Selene looked to Lizzie, who nodded, then to me.

“Can’t stop now, kid,” I said. “This group loves a good story.”

She nodded. “Where was I?”

“The pen pal,” Lizzie said, leaning forward, her elbows on her knees.

“The pen pal didn’t really exist. At least not in the form of a sixteen-year-old girl. The letters were actually written by the woman in charge of handling the mail that came in and out of the school—and who was part of the network Gisela’s aunt and uncle worked with. Using a code Helene and Gisela had made up during their many walks and talks, she sent letters filled with innocent-sounding details of her life by the ocean, browning her skin in the sun, and luxurious vacations with her imaginary parents.

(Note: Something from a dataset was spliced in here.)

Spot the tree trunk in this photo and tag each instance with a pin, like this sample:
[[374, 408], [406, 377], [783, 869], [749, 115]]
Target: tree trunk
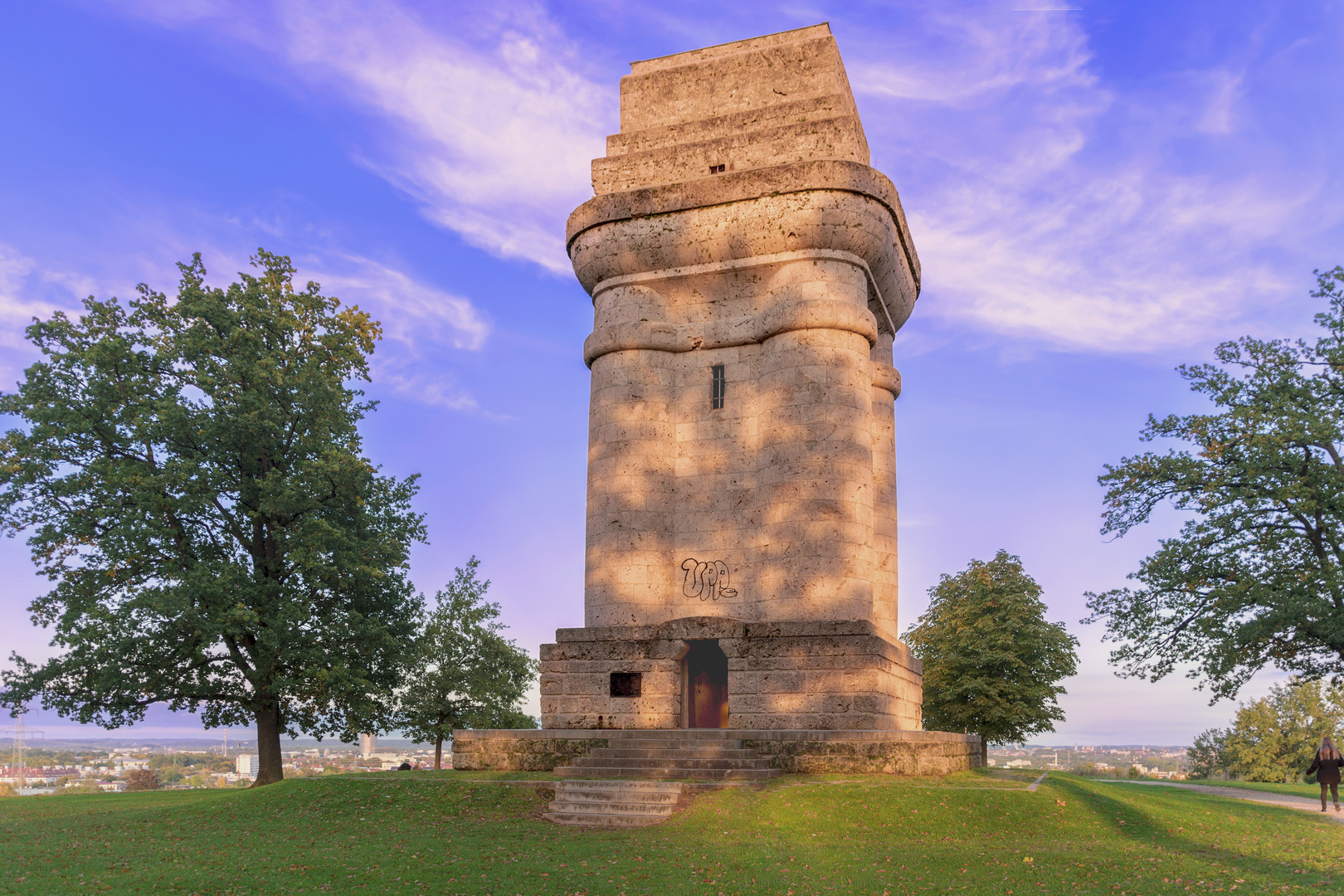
[[270, 766]]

A month in France, a jaunt to Seattle, two weeks in Hawaii...and a long, boring week in her grandmother’s home on the Upper East Side of Manhattan.

“For two years Gisela exchanged letters with this imaginary girl, cementing a narrative. A history. Trust.”

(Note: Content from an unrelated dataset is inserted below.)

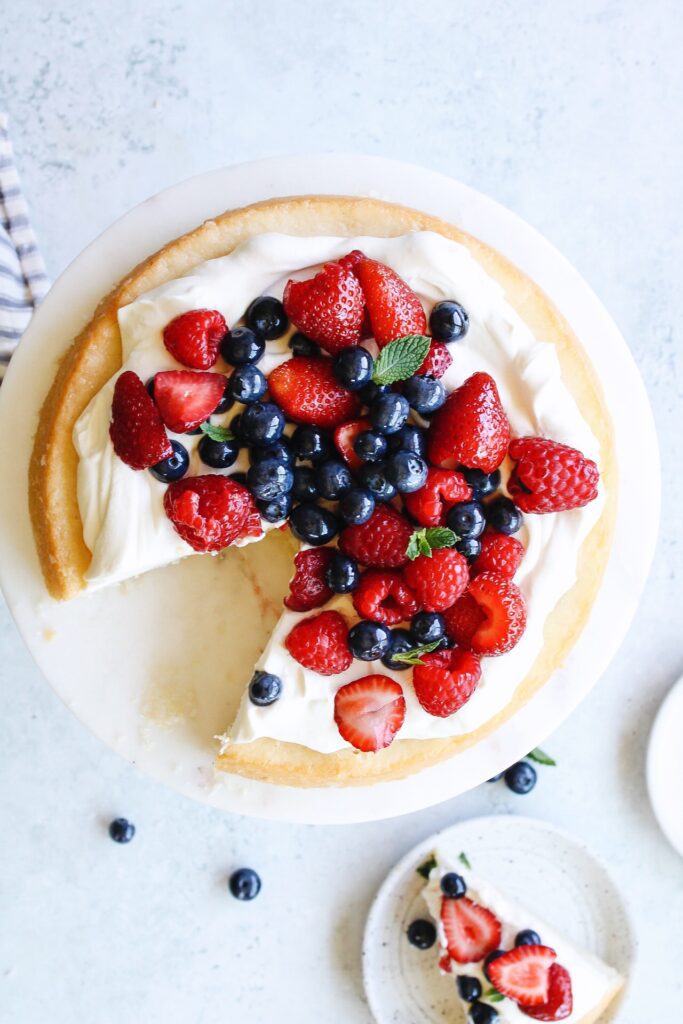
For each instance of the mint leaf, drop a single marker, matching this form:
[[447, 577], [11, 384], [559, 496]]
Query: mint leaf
[[216, 433], [541, 757], [400, 358]]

“What about the trusted friend?” Emma asked. “Did she know what she was getting herself into?”

“Indeed,” Selene said. “In fact, there were a few people associated with the Holländer household who knew, as they’d been recommended for hire or introduced to the elder Holländers before Gisela was born. By her aunt Helene.” She looked to me. “She had eyes and ears everywhere in that house.”

“As soon as Gisela landed in California, the woman she’d been exchanging letters with handed her a set of papers. Inside was her new name, a new birthday, and a hometown listed as Manhattan.

“She spoke English, but with a heavy German accent, and so she didn’t say a word on the train that took her cross-country to New York and her aunt Helene, now Victoria, and Uncle Elias, now Frank.

“She was homeschooled until she could speak without a trace of an accent,” Selene said. “Then went to high school, made friends, and on the weekends she volunteered as a candy striper at a nearby hospital with her aunt. It was there she found her love of caring for others. And in the back of her mind...a mission.

“The three of them, Victoria, Frank, and Kate were a tight-knit group. At home they listened constantly to the radio. Due to Uncle Frank’s job, still providing funds for spies overseas, they were privy to information others weren’t about the war coming. After Kate graduated from high school, she immediately enrolled in nursing school. She was determined that if war should come, she would be able to help her fellow Americans. It was her way of trying to make amends for her country’s transgressions.”